Kevin Hoogheem wrote:
>
> Well ya notice I didnt say it was a mandatory thing each robot
> should have to do, I was merly suggesting it for some robots
> might want to do or probly would come down to a robot that
> was just ment for this type of activty.

I said it would be a breach of netiquette for bot authors to have their
program notify ANYONE but the author or user of that bot of anything
they find. Perhaps it wouldn't be. I think that for this to be a
viable surrogate for a person to browse lots and lots of webspace, then
each agent should report its findings to one person. Not their
user/author/master and every e-mail message desitnation they can get
their grubby little mittens on.

> Oh well it was just a though.
> Also a serious breach of netiquette, comeon-- I would say it is more
> of a breach to write a crapy robot that bombs someons sites
> trying to collect data that was poorly written or writing an
> OS like windoze ;)-

Yes, that seems like an uncool thing to do, which is why if you read up
on bots and agents, everyone's saying that bot authors should control
their creations, not release them on the net until they have been proven
to perform well on a private network or machine. It's not just
netiquette, it seems like common sense.

> also like i said in a previous letter, It is up to the admin
> to have a site that works properly, If I am a customer a paying
> or nonpaying customer and visit IBM's website I want links that work
> not ones that were broken when moving although I should understand
> at 3am in the morn people dont and then think your service is always
> like this.

The good people who administer the IBM website keep the links good and
fresh on a pretty consistent (more than once a day), and if one of the
admins of the webspace notices a problem, or receives notification of a
problem, that person(s) can fix it. I think that if every user's bot
were reporting problems to every site they hit and have trouble with it,
there could be thousands of messages flooding httpd servers all over the
place. This would be a bandwidth hog for the network, for the hard
drives of each server, and for the unfortunate people who're responsible
for the site.

Imagine waking up to find your e-mail box filled with 4,876 new
messages, with approximately .76% of them coming from humans, perhaps 1%
coming from listserv or majordomo servers, and a few more from the
machines that you're responsible for...then there's 4,700 emails from
2,500 automated programs telling you that they had this or that problem
with your site(s).

You'd be freaked out because it would take you until 4pm in the
afternoon to go through all the messages (who knows, one could be from a
company that wants to pay you $1,000,000 for your BlabberBot, The Bot
That Tells All To Everyone(tm) so you can't just bulk-delete them all,
right?)

I suspect the problem here is that you're not a sysadmin, never have
been one, never have been friends with one, or have somehow never
received more emails than you know what to do with.

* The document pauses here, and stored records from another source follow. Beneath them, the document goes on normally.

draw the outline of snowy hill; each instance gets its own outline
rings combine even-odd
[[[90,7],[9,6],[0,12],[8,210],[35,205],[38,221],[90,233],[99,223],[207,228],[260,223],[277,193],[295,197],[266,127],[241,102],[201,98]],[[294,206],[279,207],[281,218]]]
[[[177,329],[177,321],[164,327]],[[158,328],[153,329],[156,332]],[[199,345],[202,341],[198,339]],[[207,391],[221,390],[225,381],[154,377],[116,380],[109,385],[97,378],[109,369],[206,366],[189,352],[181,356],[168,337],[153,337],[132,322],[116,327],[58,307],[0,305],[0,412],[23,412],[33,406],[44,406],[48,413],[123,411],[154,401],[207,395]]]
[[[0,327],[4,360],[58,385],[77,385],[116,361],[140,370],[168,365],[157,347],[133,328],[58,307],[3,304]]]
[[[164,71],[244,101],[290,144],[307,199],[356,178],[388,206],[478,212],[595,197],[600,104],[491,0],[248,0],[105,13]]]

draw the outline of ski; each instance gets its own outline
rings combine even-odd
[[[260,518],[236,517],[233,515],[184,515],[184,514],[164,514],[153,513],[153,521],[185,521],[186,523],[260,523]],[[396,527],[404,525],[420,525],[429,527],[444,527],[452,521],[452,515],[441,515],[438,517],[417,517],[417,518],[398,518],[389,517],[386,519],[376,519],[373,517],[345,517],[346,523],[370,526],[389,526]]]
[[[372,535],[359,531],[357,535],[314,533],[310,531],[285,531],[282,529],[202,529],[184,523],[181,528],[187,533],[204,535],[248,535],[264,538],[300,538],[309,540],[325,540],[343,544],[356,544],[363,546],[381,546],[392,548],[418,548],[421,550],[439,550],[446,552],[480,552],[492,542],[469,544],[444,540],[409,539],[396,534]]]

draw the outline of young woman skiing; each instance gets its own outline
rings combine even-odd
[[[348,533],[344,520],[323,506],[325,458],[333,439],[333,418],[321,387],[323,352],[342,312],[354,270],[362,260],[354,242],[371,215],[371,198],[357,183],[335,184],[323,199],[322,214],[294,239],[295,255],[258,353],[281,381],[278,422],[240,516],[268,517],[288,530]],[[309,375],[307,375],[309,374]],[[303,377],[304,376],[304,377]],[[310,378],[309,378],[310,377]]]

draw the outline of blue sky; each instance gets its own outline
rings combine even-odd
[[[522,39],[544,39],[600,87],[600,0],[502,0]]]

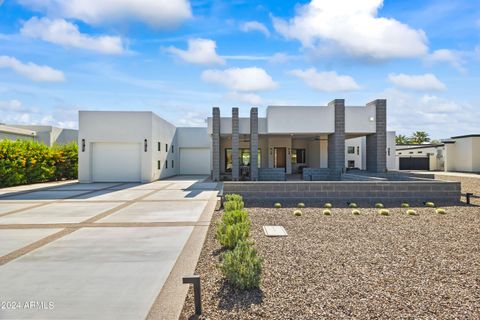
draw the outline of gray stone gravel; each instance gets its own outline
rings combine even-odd
[[[216,268],[212,223],[197,265],[204,318],[480,319],[480,207],[444,208],[413,208],[417,216],[398,207],[389,216],[305,208],[301,217],[293,208],[248,208],[264,271],[261,290],[243,293]],[[263,225],[282,225],[288,237],[267,238]],[[193,312],[190,290],[181,319]]]

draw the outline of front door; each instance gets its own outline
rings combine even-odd
[[[275,148],[275,168],[287,169],[287,148]]]

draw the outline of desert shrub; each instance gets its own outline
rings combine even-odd
[[[415,210],[413,210],[413,209],[408,209],[408,210],[407,210],[407,214],[408,214],[409,216],[416,216],[416,215],[417,215],[417,212],[416,212]]]
[[[34,141],[0,140],[0,187],[76,179],[75,143],[52,148]]]
[[[222,255],[222,260],[220,269],[234,287],[248,290],[260,286],[263,261],[251,243],[240,241],[234,250]]]
[[[409,205],[408,203],[406,203],[406,202],[402,202],[401,207],[402,207],[402,208],[409,208],[410,205]]]
[[[275,203],[273,204],[273,207],[279,209],[279,208],[282,207],[282,204],[281,204],[280,202],[275,202]]]
[[[357,209],[353,209],[352,210],[352,213],[356,216],[360,215],[360,210],[357,210]]]
[[[425,207],[435,208],[435,203],[433,203],[431,201],[426,201],[426,202],[424,202],[424,204],[425,204]]]
[[[383,205],[383,203],[377,202],[377,203],[375,203],[375,208],[383,209],[383,208],[385,208],[385,206]]]
[[[240,241],[247,240],[249,235],[250,221],[235,224],[220,221],[217,225],[217,240],[226,249],[234,249]]]
[[[238,201],[243,202],[243,197],[236,193],[229,193],[225,195],[225,201]]]
[[[326,216],[331,216],[332,212],[328,209],[325,209],[325,210],[323,210],[323,214],[326,215]]]
[[[438,208],[438,209],[436,209],[435,211],[436,211],[438,214],[445,214],[445,213],[447,213],[447,211],[445,211],[445,209],[443,209],[443,208]]]
[[[250,222],[246,210],[225,211],[220,218],[220,222],[226,225],[232,225],[242,222]]]
[[[331,209],[333,206],[332,206],[332,204],[331,204],[330,202],[327,202],[327,203],[325,203],[325,204],[323,205],[323,207],[324,207],[325,209]]]
[[[297,204],[297,208],[305,208],[305,203],[299,202],[299,203]]]
[[[380,209],[380,210],[378,210],[378,213],[382,216],[388,216],[390,214],[388,209]]]
[[[223,203],[223,209],[225,209],[225,211],[242,210],[243,207],[244,207],[243,201],[225,201]]]
[[[302,215],[302,211],[295,210],[295,211],[293,211],[293,215],[296,216],[296,217],[300,217]]]
[[[357,204],[355,202],[349,202],[348,203],[349,208],[358,208]]]

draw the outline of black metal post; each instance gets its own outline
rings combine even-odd
[[[193,275],[189,277],[183,277],[183,283],[193,284],[193,297],[195,299],[195,314],[202,314],[202,293],[200,289],[200,276]]]
[[[473,196],[473,193],[468,192],[465,194],[465,197],[467,198],[467,204],[470,204],[470,197]]]

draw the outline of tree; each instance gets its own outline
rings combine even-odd
[[[429,141],[430,138],[428,137],[428,133],[426,133],[425,131],[415,131],[410,138],[410,142],[413,144],[422,144]]]
[[[407,138],[407,136],[399,134],[398,136],[395,137],[395,143],[396,144],[409,144],[410,140]]]

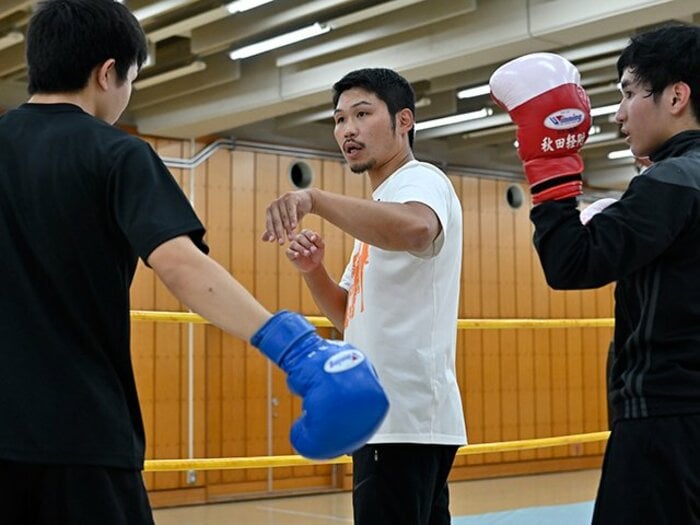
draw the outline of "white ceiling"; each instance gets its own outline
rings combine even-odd
[[[420,131],[417,156],[483,176],[520,177],[514,129],[488,95],[457,91],[488,81],[534,51],[573,61],[594,107],[618,102],[615,60],[635,32],[668,20],[700,23],[698,0],[276,0],[230,14],[224,0],[125,0],[146,30],[154,64],[141,71],[124,122],[148,135],[220,136],[336,151],[330,88],[348,71],[389,67],[425,105],[418,121],[490,108],[489,117]],[[0,107],[26,99],[24,33],[36,1],[0,0]],[[315,22],[327,33],[250,58],[228,53]],[[189,66],[192,72],[167,78]],[[160,82],[159,82],[160,80]],[[151,85],[149,85],[151,84]],[[608,116],[584,148],[589,195],[624,189],[634,175]]]

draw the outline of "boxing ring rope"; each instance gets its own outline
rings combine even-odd
[[[501,441],[497,443],[477,443],[466,445],[457,450],[458,456],[487,454],[490,452],[513,452],[534,448],[557,447],[575,443],[592,443],[605,441],[609,431],[575,434],[521,441]],[[164,472],[174,470],[224,470],[242,468],[298,467],[302,465],[337,465],[351,463],[350,456],[340,456],[329,460],[312,460],[302,456],[251,456],[246,458],[205,458],[205,459],[147,459],[144,470],[147,472]]]
[[[164,323],[198,323],[209,321],[191,312],[156,312],[152,310],[132,310],[133,321],[157,321]],[[306,319],[319,328],[332,328],[333,324],[325,317],[307,316]],[[613,326],[612,317],[588,319],[458,319],[458,330],[509,330],[512,328],[607,328]]]
[[[209,322],[191,312],[162,312],[150,310],[132,310],[133,321],[154,321],[171,323],[208,324]],[[325,317],[307,317],[316,327],[332,327]],[[613,318],[589,319],[458,319],[459,330],[508,330],[514,328],[588,328],[611,327]],[[548,438],[525,439],[519,441],[501,441],[496,443],[477,443],[466,445],[457,451],[458,456],[486,454],[493,452],[513,452],[537,448],[557,447],[579,443],[605,441],[609,431],[590,432]],[[201,458],[201,459],[147,459],[144,462],[146,472],[225,470],[244,468],[294,467],[301,465],[333,465],[351,463],[350,456],[340,456],[329,460],[311,460],[298,455],[252,456],[241,458]]]

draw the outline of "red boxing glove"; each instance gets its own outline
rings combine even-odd
[[[591,103],[576,67],[559,55],[532,53],[499,67],[489,84],[493,100],[518,127],[532,202],[581,195],[578,151],[591,127]]]

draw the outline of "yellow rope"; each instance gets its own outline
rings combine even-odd
[[[208,323],[206,319],[190,312],[157,312],[149,310],[132,310],[131,319],[134,321],[160,321],[172,323]],[[332,327],[325,317],[307,317],[309,322],[317,327]],[[612,318],[600,319],[459,319],[457,329],[460,330],[507,330],[512,328],[584,328],[610,327]],[[556,447],[574,443],[588,443],[608,439],[610,432],[593,432],[571,436],[551,438],[526,439],[521,441],[503,441],[500,443],[479,443],[467,445],[457,451],[457,455],[485,454],[493,452],[512,452],[533,448]],[[350,456],[315,461],[302,456],[253,456],[247,458],[205,458],[205,459],[149,459],[144,470],[149,472],[174,470],[220,470],[243,468],[294,467],[300,465],[329,465],[350,463]]]
[[[574,443],[590,443],[605,441],[610,432],[591,432],[589,434],[576,434],[571,436],[557,436],[549,438],[525,439],[521,441],[502,441],[500,443],[479,443],[467,445],[457,451],[458,456],[472,454],[486,454],[491,452],[512,452],[515,450],[529,450],[533,448],[557,447]],[[298,467],[301,465],[331,465],[350,463],[350,456],[316,461],[302,456],[253,456],[247,458],[205,458],[205,459],[147,459],[144,470],[148,472],[162,472],[173,470],[223,470],[243,468],[270,468],[270,467]]]
[[[155,312],[132,310],[134,321],[160,321],[166,323],[208,323],[206,319],[190,312]],[[309,322],[318,327],[329,328],[333,324],[325,317],[308,316]],[[613,318],[600,319],[459,319],[459,330],[507,330],[510,328],[585,328],[613,326]]]
[[[209,323],[201,315],[191,312],[154,312],[132,310],[132,321],[162,321],[164,323]]]
[[[460,330],[507,330],[509,328],[584,328],[613,326],[614,319],[458,319]]]

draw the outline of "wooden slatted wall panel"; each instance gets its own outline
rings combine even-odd
[[[462,281],[460,290],[459,317],[478,319],[482,317],[481,297],[481,199],[479,179],[459,177],[462,191]],[[484,443],[484,356],[483,330],[459,332],[458,355],[464,355],[462,368],[457,371],[462,392],[462,404],[467,414],[467,440],[469,443]],[[467,465],[481,465],[484,456],[466,456]]]
[[[277,194],[279,197],[287,191],[294,190],[291,181],[289,180],[287,170],[292,159],[288,157],[279,157],[277,159]],[[314,166],[314,171],[318,173],[318,169]],[[269,174],[272,175],[272,174]],[[267,203],[266,203],[267,205]],[[258,210],[258,221],[263,221],[265,218],[265,209]],[[307,220],[304,220],[305,227],[317,229],[316,226],[306,225]],[[279,246],[277,244],[270,245],[274,249],[275,257],[277,258],[278,279],[279,279],[279,298],[278,307],[286,310],[299,312],[302,310],[301,301],[301,276],[294,266],[289,262],[285,255],[287,245]],[[275,369],[273,384],[273,419],[272,419],[272,435],[274,437],[272,453],[275,455],[294,454],[289,443],[289,429],[294,420],[301,412],[300,401],[295,396],[290,395],[287,388],[286,376],[279,370]],[[289,489],[290,481],[294,481],[295,477],[301,479],[313,473],[312,468],[305,468],[294,472],[292,467],[273,469],[271,478],[274,480],[272,485],[275,489]]]
[[[515,286],[515,216],[505,198],[509,183],[499,181],[496,184],[497,209],[497,252],[498,260],[498,316],[514,318],[516,312]],[[501,384],[501,439],[515,441],[519,439],[518,399],[518,347],[517,330],[499,330],[499,371]],[[503,461],[517,461],[518,452],[503,454]]]
[[[164,156],[192,154],[189,143],[160,139],[151,143]],[[295,160],[220,150],[194,172],[195,208],[207,226],[212,257],[268,309],[319,315],[284,248],[260,240],[265,208],[294,189],[287,173]],[[343,163],[304,162],[313,170],[313,185],[360,198],[371,196],[366,177],[351,173]],[[174,170],[173,174],[188,192],[190,173]],[[532,246],[526,190],[524,205],[511,209],[505,198],[509,182],[462,174],[451,174],[450,179],[464,212],[460,317],[612,316],[612,286],[584,292],[553,291],[547,286]],[[350,258],[352,239],[315,216],[305,218],[302,226],[323,236],[326,266],[339,279]],[[135,309],[183,310],[143,267],[137,272],[132,300]],[[150,458],[187,454],[188,330],[167,323],[133,325],[134,366]],[[326,337],[337,335],[332,329],[322,332]],[[609,328],[460,331],[457,375],[469,442],[605,429],[605,359],[611,333]],[[195,327],[194,343],[195,455],[292,453],[288,432],[301,406],[288,392],[284,375],[256,349],[214,327]],[[604,444],[590,444],[465,456],[456,460],[452,478],[570,468],[579,464],[571,463],[572,458],[597,458],[603,450]],[[152,498],[177,495],[156,498],[156,504],[173,504],[177,498],[185,501],[186,491],[199,491],[191,501],[269,490],[347,487],[347,480],[338,484],[338,477],[347,472],[345,467],[331,466],[212,471],[199,473],[191,485],[184,473],[147,474],[145,479]]]
[[[227,269],[233,273],[238,281],[249,291],[255,289],[255,246],[257,239],[253,229],[255,219],[255,155],[249,152],[229,152],[219,151],[218,157],[225,159],[230,164],[230,177],[228,186],[223,186],[221,191],[230,195],[231,202],[231,266]],[[238,315],[231,312],[231,315]],[[207,334],[220,331],[209,327]],[[259,431],[255,427],[249,427],[246,423],[249,420],[249,411],[253,407],[248,405],[250,392],[247,380],[248,367],[260,367],[261,359],[255,349],[239,339],[228,338],[228,348],[221,355],[222,370],[218,372],[221,376],[219,383],[219,397],[221,403],[217,415],[221,423],[217,426],[221,428],[219,441],[220,452],[208,451],[208,457],[242,457],[249,454],[249,435],[257,434]],[[211,363],[209,369],[214,373],[216,363]],[[215,390],[212,390],[215,393]],[[210,403],[211,404],[211,401]],[[211,422],[210,422],[211,425]],[[212,427],[208,425],[207,432],[211,432]],[[210,440],[212,446],[217,445],[216,439]],[[211,473],[213,474],[213,473]],[[212,480],[209,487],[223,485],[234,487],[238,484],[245,485],[248,481],[247,473],[241,470],[229,470],[221,472],[221,477]],[[210,490],[216,493],[216,491]]]
[[[209,162],[203,165],[203,172],[198,170],[197,178],[205,179],[206,186],[203,191],[195,194],[195,205],[201,209],[205,207],[205,214],[200,218],[207,228],[207,244],[209,255],[227,266],[232,256],[231,244],[233,235],[231,231],[231,215],[233,213],[231,191],[224,188],[228,186],[231,177],[231,162],[223,152],[215,154]],[[199,190],[199,187],[197,187]],[[204,201],[204,202],[203,202]],[[247,217],[246,217],[247,220]],[[226,335],[214,327],[206,326],[206,456],[221,457],[232,454],[230,440],[235,435],[224,429],[229,418],[224,414],[236,408],[237,400],[232,400],[227,393],[229,385],[233,384],[233,370],[227,362],[227,354],[233,352],[227,348]],[[240,398],[239,398],[240,399]],[[204,473],[207,486],[221,483],[222,479],[230,476],[226,471],[209,471]]]
[[[253,231],[255,254],[254,288],[255,297],[270,311],[278,308],[279,265],[278,247],[260,241],[265,231],[265,223],[259,217],[268,203],[277,198],[277,158],[274,155],[255,154],[255,210]],[[272,450],[268,439],[268,390],[267,380],[273,372],[272,365],[254,348],[248,348],[246,370],[246,419],[250,432],[246,436],[246,455],[265,456]],[[246,472],[251,490],[267,490],[269,472],[267,469],[252,469]]]
[[[234,232],[235,219],[249,222],[250,202],[234,201],[236,195],[232,191],[234,173],[231,155],[219,151],[203,165],[204,172],[198,170],[197,177],[204,180],[204,188],[197,187],[195,203],[200,204],[206,199],[207,242],[210,256],[225,268],[234,266],[234,254],[241,251],[250,253],[250,240],[239,238]],[[241,162],[240,170],[245,173],[248,168]],[[245,175],[244,175],[245,176]],[[249,197],[252,192],[249,193]],[[242,205],[242,209],[239,206]],[[242,216],[234,217],[236,213]],[[248,215],[246,215],[246,212]],[[251,282],[242,283],[250,286]],[[231,312],[236,315],[236,312]],[[245,454],[243,446],[245,430],[240,421],[245,417],[245,347],[242,341],[224,334],[221,330],[207,326],[206,330],[206,371],[207,371],[207,403],[206,403],[206,456],[231,457]],[[207,472],[207,487],[219,483],[234,483],[244,479],[238,471]]]
[[[504,188],[504,193],[511,185]],[[515,186],[512,191],[522,191]],[[529,196],[523,191],[523,200]],[[505,198],[504,198],[505,200]],[[515,316],[518,319],[534,317],[533,301],[533,260],[532,228],[530,226],[530,207],[524,203],[517,209],[509,210],[514,222],[513,247],[515,250]],[[518,385],[518,439],[546,437],[537,435],[537,398],[535,394],[535,330],[516,330],[516,354]],[[534,460],[536,452],[525,450],[519,454],[520,460]]]
[[[498,285],[498,182],[479,180],[480,246],[481,265],[481,312],[477,317],[500,316]],[[484,330],[482,336],[483,357],[483,406],[484,441],[491,443],[503,440],[502,393],[500,371],[500,335],[498,330]],[[468,366],[468,365],[467,365]],[[467,415],[468,416],[468,415]],[[501,453],[485,454],[486,463],[503,461]]]
[[[524,205],[512,209],[506,199],[512,183],[451,179],[464,212],[460,317],[612,316],[612,286],[572,292],[547,286],[532,245],[525,188]],[[462,331],[457,373],[469,442],[606,429],[611,334],[610,328]],[[596,443],[467,456],[456,460],[452,479],[595,466],[603,451]]]
[[[186,154],[181,141],[158,139],[155,144],[160,155],[182,157]],[[174,170],[175,179],[183,184],[182,170]],[[155,280],[155,310],[181,311],[182,305],[158,279]],[[184,325],[158,323],[155,325],[155,425],[150,441],[154,458],[181,456],[183,435],[182,390]],[[160,472],[155,475],[155,490],[176,489],[183,486],[183,473]]]
[[[280,156],[278,163],[278,196],[297,188],[289,178],[290,167],[298,159],[288,156]],[[311,168],[313,173],[312,185],[322,187],[325,175],[323,172],[323,161],[315,159],[305,159],[304,162]],[[258,215],[264,218],[264,209],[259,210]],[[309,229],[319,233],[325,238],[323,222],[316,215],[304,217],[299,230]],[[275,245],[279,265],[280,279],[280,299],[279,307],[301,312],[305,315],[319,315],[307,287],[302,282],[301,274],[294,265],[287,259],[286,245],[280,247]],[[320,331],[327,336],[327,330]],[[301,399],[289,393],[286,384],[286,376],[281,372],[276,372],[276,383],[274,397],[280,400],[280,404],[275,407],[278,413],[284,413],[284,417],[276,417],[273,427],[275,436],[274,454],[294,454],[294,450],[289,442],[289,429],[293,422],[301,414]],[[283,408],[284,407],[284,408]],[[274,479],[273,488],[275,490],[302,490],[308,487],[326,488],[332,485],[333,467],[292,467],[274,469],[272,476]]]
[[[205,146],[205,144],[186,143],[187,147],[183,148],[184,156],[192,156],[197,151]],[[207,165],[201,165],[194,170],[184,170],[182,172],[182,187],[185,190],[190,202],[193,202],[195,212],[200,217],[205,217],[208,221],[210,210],[213,206],[209,204],[210,196],[206,189],[210,185],[208,181],[209,171],[212,168]],[[221,171],[224,171],[222,167]],[[217,171],[219,171],[217,169]],[[191,194],[192,193],[192,194]],[[224,213],[226,217],[226,213]],[[225,234],[225,226],[219,225],[219,230],[222,230],[220,236]],[[184,306],[181,305],[184,310]],[[188,389],[189,389],[189,359],[187,356],[189,345],[192,345],[192,364],[193,364],[193,457],[205,457],[207,453],[206,441],[206,411],[207,411],[207,359],[206,359],[206,330],[207,327],[201,324],[182,325],[182,348],[183,359],[181,361],[181,425],[182,425],[182,441],[180,443],[180,457],[189,457],[189,441],[188,441],[188,422],[189,422],[189,406],[188,406]],[[190,343],[191,339],[191,343]],[[206,487],[206,474],[201,472],[194,473],[193,479],[183,474],[181,476],[181,484],[188,490],[196,489],[192,492],[192,496],[198,498],[200,493],[204,493]]]

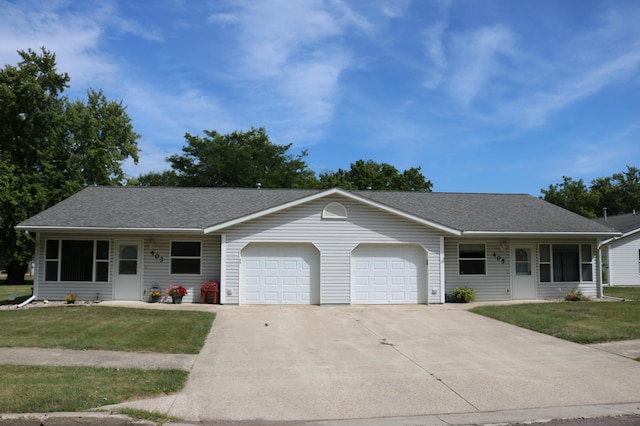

> What is the differance between 1000 people mailing you saying your site
> is broken then an effecient robot doing it.

1000 people wouldn't NECCESARILY write e-mails. They'd just be on their
way. After the first couple of messages arrived, the problem could be
solved. The bots would have no restraint or patience. If you set them
up to report problems to people other than their
owner/master/programmer/user then they'll do it WAY MORE than you expect
them to do so.

> WHY WERE robots made to index couldnt a human do it? was this a serious breach of netiquette?

Good luck, Kevin. Hit the books, or hit the web, but READ darnit!

<end discussion, I hope>

-- 
Rob Turk <mailto:rturk@austin.ibm.com> Unofficially Speaking.